Sendo conhecidos os dias da sua realização (“Dia de Feira”, “Dia de Mercado Franco”, etc.…), e face à sua periodicidade, o hábito adquirido ao longo de muitos e muitos anos, inclusive de geração em geração, não se perderá com facilidade, seja qual for a evolução que se venha a verificar ao nível dos formatos comerciais já instalados ou a instalar num futuro, mais ou menos, próximo.
Essa periodicidade não é obra do acaso, mas mais um reflexo das necessidades sentidas pelos consumidores locais.
Decerto que aquando do aparecimento das médias e grandes superfícies, se sentiu que parte da procura se desviou, mas o seu carácter excecional ao nível da própria riqueza da oferta comercial (a origem dos produtos, a negociação dos preços, o convívio, a encomenda, etc.) tem conferido aos Mercados/Feiras um estatuto incomparável.
Será interessante distinguir algumas situações ao nível do tipo de oferta que se pode encontrar nestes “formatos” de comércio. Isto é, os Mercados e as Feiras disponibilizam uma oferta, protagonizada tanto pelos habituais vendedores ambulantes que cumprem um itinerário que vai muito além de um contexto regional (distrital, por exemplo), como também pelos produtores locais que encontram aí uma forma, na maior parte dos casos, a única, de escoar os seus produtos, agrícolas essencialmente.
Concretamente, a realização da Feira ou do Mercado, semanal que seja, provocando reações adversas por parte dos comerciantes locais com estabelecimento nas proximidades, gera fluxos que implicam que em muitas das situações, tais comerciantes acabam por faturar mais no dia da Feira, do que nos restantes dias da semana.
Tal constatação será extensível a todos os outros Serviços que compõem a oferta “comercial” do Centro/Baixa dessas localidades. É o dia escolhido para tratar de negócios e assuntos diversos na Câmara Municipal, no Banco, nos Correios, nas Finanças, enfim, é o dia em que a localidade realmente “mexe”.
Soluções que passem pela “transferência” das Feiras /Mercados para recintos fechados, dotados de outras condições e sujeitos a regulamentação específica mais rígida, acabarão por inviabilizar a sua realização. Sendo, quiçá, a via mais correta encontra à partida entraves de tal ordem que se acaba por revelar tarefa demasiado ingrata.

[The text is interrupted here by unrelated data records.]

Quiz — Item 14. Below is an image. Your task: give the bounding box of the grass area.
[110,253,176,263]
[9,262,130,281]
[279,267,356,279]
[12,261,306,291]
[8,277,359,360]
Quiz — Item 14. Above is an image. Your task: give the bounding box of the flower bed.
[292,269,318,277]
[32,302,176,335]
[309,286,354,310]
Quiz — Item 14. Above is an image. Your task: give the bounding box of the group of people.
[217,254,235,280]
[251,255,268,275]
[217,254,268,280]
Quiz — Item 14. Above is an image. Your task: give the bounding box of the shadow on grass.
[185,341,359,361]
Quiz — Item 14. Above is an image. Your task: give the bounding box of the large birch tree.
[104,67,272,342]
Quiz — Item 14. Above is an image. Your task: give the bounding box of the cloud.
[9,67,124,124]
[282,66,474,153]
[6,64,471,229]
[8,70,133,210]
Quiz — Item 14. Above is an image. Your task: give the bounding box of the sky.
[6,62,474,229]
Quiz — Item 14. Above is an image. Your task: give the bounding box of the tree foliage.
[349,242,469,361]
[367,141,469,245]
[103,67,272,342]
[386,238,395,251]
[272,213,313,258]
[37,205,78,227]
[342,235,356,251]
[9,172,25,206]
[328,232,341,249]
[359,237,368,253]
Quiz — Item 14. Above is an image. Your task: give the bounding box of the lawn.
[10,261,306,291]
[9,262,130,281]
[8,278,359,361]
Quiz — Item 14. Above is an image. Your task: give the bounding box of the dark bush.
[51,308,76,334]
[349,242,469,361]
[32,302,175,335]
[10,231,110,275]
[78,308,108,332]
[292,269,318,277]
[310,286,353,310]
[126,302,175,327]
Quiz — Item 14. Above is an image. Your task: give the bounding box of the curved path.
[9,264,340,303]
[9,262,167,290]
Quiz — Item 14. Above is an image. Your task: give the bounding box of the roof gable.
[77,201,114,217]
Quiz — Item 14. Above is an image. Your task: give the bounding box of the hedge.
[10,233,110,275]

A localização é um dos seus principais pontos fortes, sendo que à medida que se vai afastando para a periferia os clientes vão ficando, também, pelo caminho. O espaço aberto confere-lhe uma vida comercial e social única, impraticável em espaços/recintos fechados.
Os habituais comerciantes, dado o leque de opções de que dispõem na sua “região de intervenção” podem certamente preferir ou preterir consoante a maior ou menor clientela.
Se a postura e a atitude individualista são apontadas como características do comerciante local, dito tradicional, o que dizer do comerciante/ feirante que monta a sua tenda pela manhã, pratica o seu negócio da melhor forma que pode e sabe, desmonta a tenda e parte para uma outra paragem, voltando à mesma rotina, 10 ou 100 km depois, no dia ou na semana seguinte. Será quase impensável impor algum tipo mais rígido de organização ou associação, estipulando deveres, responsabilizando, concertando, etc.
Obviamente que existem, a nível dos Mercados e das Feiras, diferenças e particularidades que marcam definitivamente a forma e os meios subjacentes a um eventual processo de reabilitação, reconversão, deslocalização, extinção, etc., que se entenda por necessário, daí que essa diversidade de casos imponha uma análise cuidada de cada caso, determinando efetivamente se será ou não viável este ou aquele Mercado, esta ou aquela Feira.
Trata-se de uma tipologia comercial que fará sentido, pelo menos a sua longevidade assim o diz, tal e qual existe, tal e qual funciona, correndo-se o risco de “se perder pela modernização!”.
Pelas suas caraterísticas peculiares, os Mercados e as Feiras constituem um “formato” comercial específico e singular no contexto e na realidade do nosso Comércio, vincando de forma muito própria o setor do retalho. Difícil parece ser conseguir encontrar justificações fundamentadas para a preferência que tal tipologia consegue granjear por parte de muitas e muitas pessoas, numa época marcada pelos crescentes níveis de exigência e qualidade.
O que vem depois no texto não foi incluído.